How to pre-process the music dataset?

rhgao / co-separation

Co-Separating Sounds of Visual Objects (ICCV 2019)

Creative Commons Attribution 4.0 International

92 stars 23 forks source link

How to pre-process the music dataset? #6

Closed avis-ma closed 4 years ago

avis-ma commented 4 years ago

Hi, Thank you very much for sharing the source code. Follow the code and the paper, I know that each video from the dataset should be process into 10s clips, and be detected by the faster-rcnn model to form a .npy file storing the results of 10 frames in the 10s clip. But I am still confused about how to process the audio and how to number the frames ( 1.png-10.png for each video or number all the images from all the clips, maybe 1.png-500.png-1000.png). About the audio, is it downsampled to 11025 when clipping into 10s clip? It would be better that there is a script for process dataset.

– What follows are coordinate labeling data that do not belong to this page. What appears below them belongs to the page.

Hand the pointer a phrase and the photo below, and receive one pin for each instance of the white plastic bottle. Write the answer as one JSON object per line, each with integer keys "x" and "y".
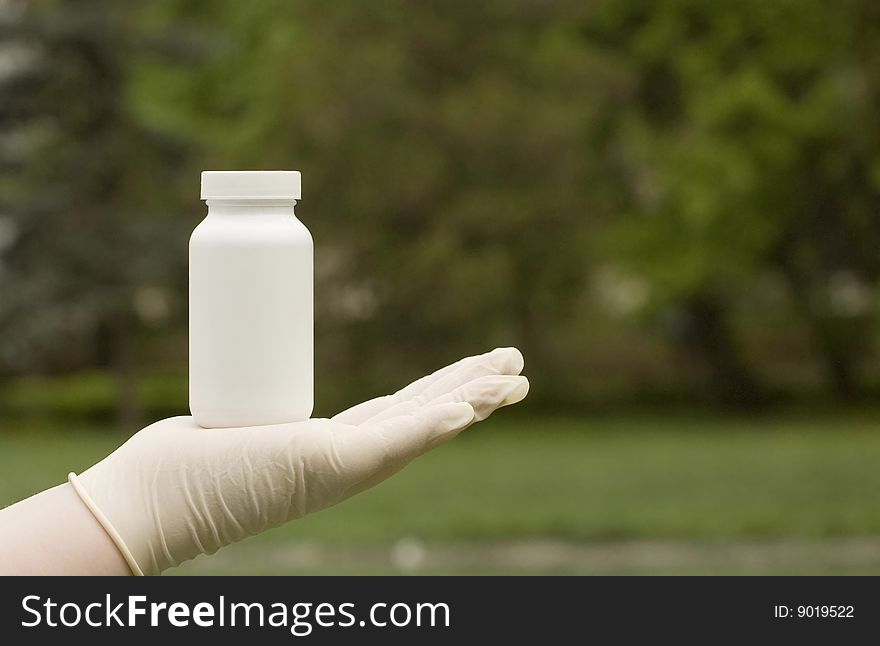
{"x": 250, "y": 303}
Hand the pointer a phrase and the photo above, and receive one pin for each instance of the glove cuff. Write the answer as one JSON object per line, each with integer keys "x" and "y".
{"x": 105, "y": 523}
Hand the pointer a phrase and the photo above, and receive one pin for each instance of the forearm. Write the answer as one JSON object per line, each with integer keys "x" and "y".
{"x": 53, "y": 532}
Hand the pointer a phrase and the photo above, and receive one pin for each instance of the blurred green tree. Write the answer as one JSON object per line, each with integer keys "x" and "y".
{"x": 86, "y": 188}
{"x": 750, "y": 146}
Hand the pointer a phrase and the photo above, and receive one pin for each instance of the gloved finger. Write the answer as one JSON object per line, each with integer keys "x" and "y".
{"x": 484, "y": 394}
{"x": 498, "y": 361}
{"x": 372, "y": 454}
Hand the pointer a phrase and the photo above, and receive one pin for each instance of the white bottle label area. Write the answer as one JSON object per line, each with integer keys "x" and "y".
{"x": 251, "y": 356}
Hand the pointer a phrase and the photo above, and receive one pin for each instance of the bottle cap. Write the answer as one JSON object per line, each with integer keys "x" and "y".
{"x": 251, "y": 185}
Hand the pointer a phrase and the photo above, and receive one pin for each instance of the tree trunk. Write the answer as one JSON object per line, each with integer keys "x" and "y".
{"x": 117, "y": 347}
{"x": 707, "y": 333}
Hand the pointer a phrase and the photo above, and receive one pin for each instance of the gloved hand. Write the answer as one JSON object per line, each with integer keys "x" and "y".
{"x": 175, "y": 490}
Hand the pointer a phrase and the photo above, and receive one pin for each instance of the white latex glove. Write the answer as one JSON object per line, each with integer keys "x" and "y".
{"x": 176, "y": 490}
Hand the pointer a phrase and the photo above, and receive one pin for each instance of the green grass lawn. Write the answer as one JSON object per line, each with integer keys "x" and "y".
{"x": 575, "y": 486}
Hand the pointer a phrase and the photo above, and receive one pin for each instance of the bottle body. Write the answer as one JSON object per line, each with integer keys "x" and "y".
{"x": 250, "y": 315}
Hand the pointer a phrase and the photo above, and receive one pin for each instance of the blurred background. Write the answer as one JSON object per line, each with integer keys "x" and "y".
{"x": 670, "y": 207}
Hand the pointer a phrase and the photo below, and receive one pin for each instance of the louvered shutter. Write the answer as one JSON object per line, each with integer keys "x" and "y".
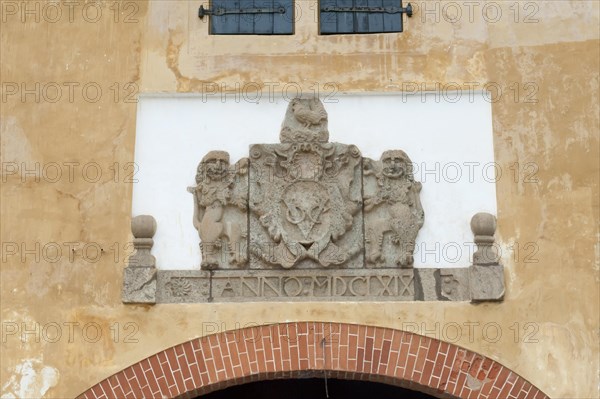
{"x": 360, "y": 20}
{"x": 238, "y": 18}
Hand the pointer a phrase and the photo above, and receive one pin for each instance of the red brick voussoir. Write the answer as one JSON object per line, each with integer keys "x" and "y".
{"x": 345, "y": 351}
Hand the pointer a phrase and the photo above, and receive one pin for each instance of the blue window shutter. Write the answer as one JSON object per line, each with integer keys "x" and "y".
{"x": 252, "y": 23}
{"x": 359, "y": 21}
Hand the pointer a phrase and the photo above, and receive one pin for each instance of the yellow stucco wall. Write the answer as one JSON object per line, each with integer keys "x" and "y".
{"x": 163, "y": 47}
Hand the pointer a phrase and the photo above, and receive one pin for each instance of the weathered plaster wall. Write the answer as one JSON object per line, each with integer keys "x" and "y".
{"x": 165, "y": 48}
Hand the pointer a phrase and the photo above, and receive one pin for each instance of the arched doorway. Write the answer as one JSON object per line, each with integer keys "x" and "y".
{"x": 313, "y": 349}
{"x": 315, "y": 388}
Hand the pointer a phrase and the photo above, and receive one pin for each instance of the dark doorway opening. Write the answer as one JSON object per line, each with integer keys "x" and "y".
{"x": 314, "y": 388}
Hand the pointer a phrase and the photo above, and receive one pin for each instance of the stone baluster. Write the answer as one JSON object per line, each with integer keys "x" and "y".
{"x": 483, "y": 226}
{"x": 139, "y": 282}
{"x": 486, "y": 275}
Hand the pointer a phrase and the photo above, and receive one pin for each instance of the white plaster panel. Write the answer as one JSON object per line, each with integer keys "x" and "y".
{"x": 450, "y": 143}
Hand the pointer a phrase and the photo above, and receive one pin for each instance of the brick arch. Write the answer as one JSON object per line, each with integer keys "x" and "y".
{"x": 306, "y": 349}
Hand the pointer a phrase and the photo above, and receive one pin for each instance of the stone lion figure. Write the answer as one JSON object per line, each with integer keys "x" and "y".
{"x": 394, "y": 208}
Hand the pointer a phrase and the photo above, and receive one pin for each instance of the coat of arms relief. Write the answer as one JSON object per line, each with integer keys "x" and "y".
{"x": 310, "y": 203}
{"x": 309, "y": 219}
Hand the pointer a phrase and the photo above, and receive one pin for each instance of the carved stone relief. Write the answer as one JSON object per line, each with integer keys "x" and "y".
{"x": 305, "y": 220}
{"x": 220, "y": 211}
{"x": 393, "y": 211}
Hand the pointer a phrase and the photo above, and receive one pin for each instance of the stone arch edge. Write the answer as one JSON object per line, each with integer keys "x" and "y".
{"x": 309, "y": 349}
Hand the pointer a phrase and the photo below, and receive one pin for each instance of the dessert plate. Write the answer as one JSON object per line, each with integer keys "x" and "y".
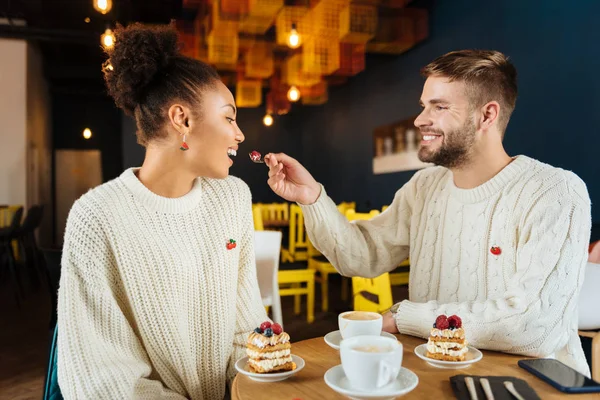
{"x": 242, "y": 367}
{"x": 472, "y": 356}
{"x": 406, "y": 381}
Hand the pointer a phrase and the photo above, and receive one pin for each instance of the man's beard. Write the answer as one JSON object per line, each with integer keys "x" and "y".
{"x": 455, "y": 150}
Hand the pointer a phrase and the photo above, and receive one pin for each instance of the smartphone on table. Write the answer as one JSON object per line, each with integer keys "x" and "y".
{"x": 560, "y": 375}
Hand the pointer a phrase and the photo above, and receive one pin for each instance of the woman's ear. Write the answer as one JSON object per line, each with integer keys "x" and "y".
{"x": 179, "y": 119}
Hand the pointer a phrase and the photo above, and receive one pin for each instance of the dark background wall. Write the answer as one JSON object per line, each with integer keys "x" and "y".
{"x": 73, "y": 111}
{"x": 554, "y": 47}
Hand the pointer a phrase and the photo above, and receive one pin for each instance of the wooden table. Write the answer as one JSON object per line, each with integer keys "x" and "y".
{"x": 434, "y": 383}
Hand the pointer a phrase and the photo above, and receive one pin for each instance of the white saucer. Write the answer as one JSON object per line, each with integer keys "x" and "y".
{"x": 406, "y": 381}
{"x": 334, "y": 338}
{"x": 472, "y": 356}
{"x": 242, "y": 367}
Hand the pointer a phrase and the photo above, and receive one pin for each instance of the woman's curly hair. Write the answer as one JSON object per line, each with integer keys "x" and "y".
{"x": 145, "y": 74}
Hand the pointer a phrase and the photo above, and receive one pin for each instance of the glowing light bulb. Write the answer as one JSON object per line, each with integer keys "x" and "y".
{"x": 103, "y": 6}
{"x": 107, "y": 39}
{"x": 293, "y": 38}
{"x": 268, "y": 120}
{"x": 293, "y": 94}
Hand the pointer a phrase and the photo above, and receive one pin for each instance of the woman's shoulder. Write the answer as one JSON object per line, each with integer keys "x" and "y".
{"x": 230, "y": 186}
{"x": 99, "y": 202}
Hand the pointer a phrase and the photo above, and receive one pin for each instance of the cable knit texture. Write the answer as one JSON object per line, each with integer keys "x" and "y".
{"x": 523, "y": 301}
{"x": 152, "y": 305}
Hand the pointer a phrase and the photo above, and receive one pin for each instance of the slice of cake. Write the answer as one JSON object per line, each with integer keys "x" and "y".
{"x": 447, "y": 340}
{"x": 269, "y": 349}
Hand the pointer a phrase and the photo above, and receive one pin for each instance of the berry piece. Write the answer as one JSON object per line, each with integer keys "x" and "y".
{"x": 255, "y": 156}
{"x": 265, "y": 325}
{"x": 454, "y": 321}
{"x": 277, "y": 329}
{"x": 441, "y": 322}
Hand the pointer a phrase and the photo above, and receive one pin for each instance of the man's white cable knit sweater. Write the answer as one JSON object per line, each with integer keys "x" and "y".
{"x": 152, "y": 304}
{"x": 522, "y": 301}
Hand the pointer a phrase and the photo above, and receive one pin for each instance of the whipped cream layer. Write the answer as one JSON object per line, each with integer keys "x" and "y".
{"x": 435, "y": 348}
{"x": 261, "y": 341}
{"x": 448, "y": 333}
{"x": 268, "y": 355}
{"x": 270, "y": 364}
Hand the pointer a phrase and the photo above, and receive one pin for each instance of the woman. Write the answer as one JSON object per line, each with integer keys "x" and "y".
{"x": 158, "y": 290}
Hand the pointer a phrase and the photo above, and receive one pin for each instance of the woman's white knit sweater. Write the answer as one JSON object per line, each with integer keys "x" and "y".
{"x": 152, "y": 304}
{"x": 523, "y": 300}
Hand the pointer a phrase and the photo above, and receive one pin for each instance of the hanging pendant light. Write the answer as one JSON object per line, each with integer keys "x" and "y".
{"x": 268, "y": 120}
{"x": 103, "y": 6}
{"x": 293, "y": 37}
{"x": 107, "y": 39}
{"x": 293, "y": 94}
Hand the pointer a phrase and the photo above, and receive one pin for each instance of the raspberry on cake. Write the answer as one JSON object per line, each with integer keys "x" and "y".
{"x": 447, "y": 340}
{"x": 269, "y": 349}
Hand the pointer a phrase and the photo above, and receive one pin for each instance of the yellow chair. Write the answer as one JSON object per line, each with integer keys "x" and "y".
{"x": 297, "y": 243}
{"x": 295, "y": 278}
{"x": 396, "y": 278}
{"x": 344, "y": 206}
{"x": 372, "y": 294}
{"x": 321, "y": 264}
{"x": 257, "y": 217}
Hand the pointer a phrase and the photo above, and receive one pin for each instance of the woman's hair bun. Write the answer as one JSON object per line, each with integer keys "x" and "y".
{"x": 140, "y": 55}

rhgao commented 4 years ago

Hi,

For MUSIC, each video is first divided into 10s clips, it can be done as below (just vary the start_time recursively depending on the video length) : ffmpeg -i /videoPath -ss start_time -t 10 -c copy /video_clip_path

To extract frames, I use 8 fps and it can be done as follows: ffmpeg -i /video_clip_path -ss 0 -t 00:00:10 -vf "fps=8" + /clipFrameDir/%6d.png (Therefore, the frames are numbered from 000001.png to 000080.png for a 10s video clip)

All 10s audio are downsampled to 11025 sampling rate, and you can use the following script to preprocess the audios: https://github.com/facebookresearch/2.5D-Visual-Sound/blob/master/reEncodeAudio.py

For AudioSet data, they are already in the form of 10s clips.

avis-ma commented 4 years ago

@rhgao Thank you very much !

avis-ma commented 3 years ago

@rhgao Hi, from the paper, I see your results on multisource videos. Does it means 1solo+1duet as a training sample? How about the test setting of multisource results? Does it also test on 2-mix way? Thank you very much.

rhgao commented 3 years ago

@avis-ma ，if you were referring to Table 1 in the paper, by multisource, we mean the model is trained on multisource videos. The testing is still performed on the same single source videos.

avis-ma commented 3 years ago

@rhgao thank you very much for the response. I am a bit confused about the training part of multisource. When training solo+duet, in each selected solo and duet sample pair，is it necessary to satisfy that the dual category of duet needs to include the solo category? If this is the case, then for categories that have no intersection, such as accordion and erhu（which is in solo, but not in duet ), should they be excluded from the test category?